Incidents/2022-09-15 sessionstore quorum issues
document status: draft
Summary
Incident ID | 2022-09-15 sessionstore quorum issues | Start | 2022-09-15 12:25 |
---|---|---|---|
Task | End | 2022-09-15 12:38 | |
People paged | 0 | Responder count | 2 |
Coordinators | hnowlan | Affected metrics/SLOs | No SLO exists. centrallogin and session loss metrics spiked as a result |
Impact | Roughly 125 login errors per minute, 215 session loss errors. |
During routine maintenance on a sessionstore Cassandra node, the Kask service developed a split brain issue where it did not recognise the newly re-added Cassandra node in the cluster despite it being healthy from a Cassandra perspective. This lead to Kask falsely failing to get read and write quorum on the cluster, leading to a disruption of session-related functions on the wikis.
This issue was ultimately thought to be a result of an outstanding bug in gocql that leads to an inconsistent view of cluster health.
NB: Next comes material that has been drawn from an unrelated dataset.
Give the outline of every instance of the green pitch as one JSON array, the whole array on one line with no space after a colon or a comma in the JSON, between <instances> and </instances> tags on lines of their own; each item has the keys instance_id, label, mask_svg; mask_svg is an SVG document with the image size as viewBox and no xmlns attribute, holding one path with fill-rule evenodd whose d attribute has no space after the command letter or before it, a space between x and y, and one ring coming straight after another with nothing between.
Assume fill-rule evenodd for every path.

The initial mitigation of this issue consisted of removing the newly imaged host from the cluster. The medium-term fix to regain stability consisted of depooling eqiad (where the initial host was situated), restarting the sessionstore1001 Cassandra instance, ensuing that the cluster was healthy, restarting Kask and then re-pooling eqiad.
Timeline
All times in UTC.
- 11:27 hnowlan completes reimage of sessionstore1001 to buster.
- 12:25 sessionstore1001 reimage to buster completes, cassandra started
- 12:25 OUTAGE BEGINS
- 12:25 sessionstore begins to fail to achieve write quorum
- 12:37 Reports of ongoing issues with sessions and logins in #wikimedia-operations
- 12:38 hnowlan stops cassandra-a on sessionstore1001, errors subside
- 12:38 OUTAGE ENDS
- 13:00 Incident opened. Hnowlan becomes IC.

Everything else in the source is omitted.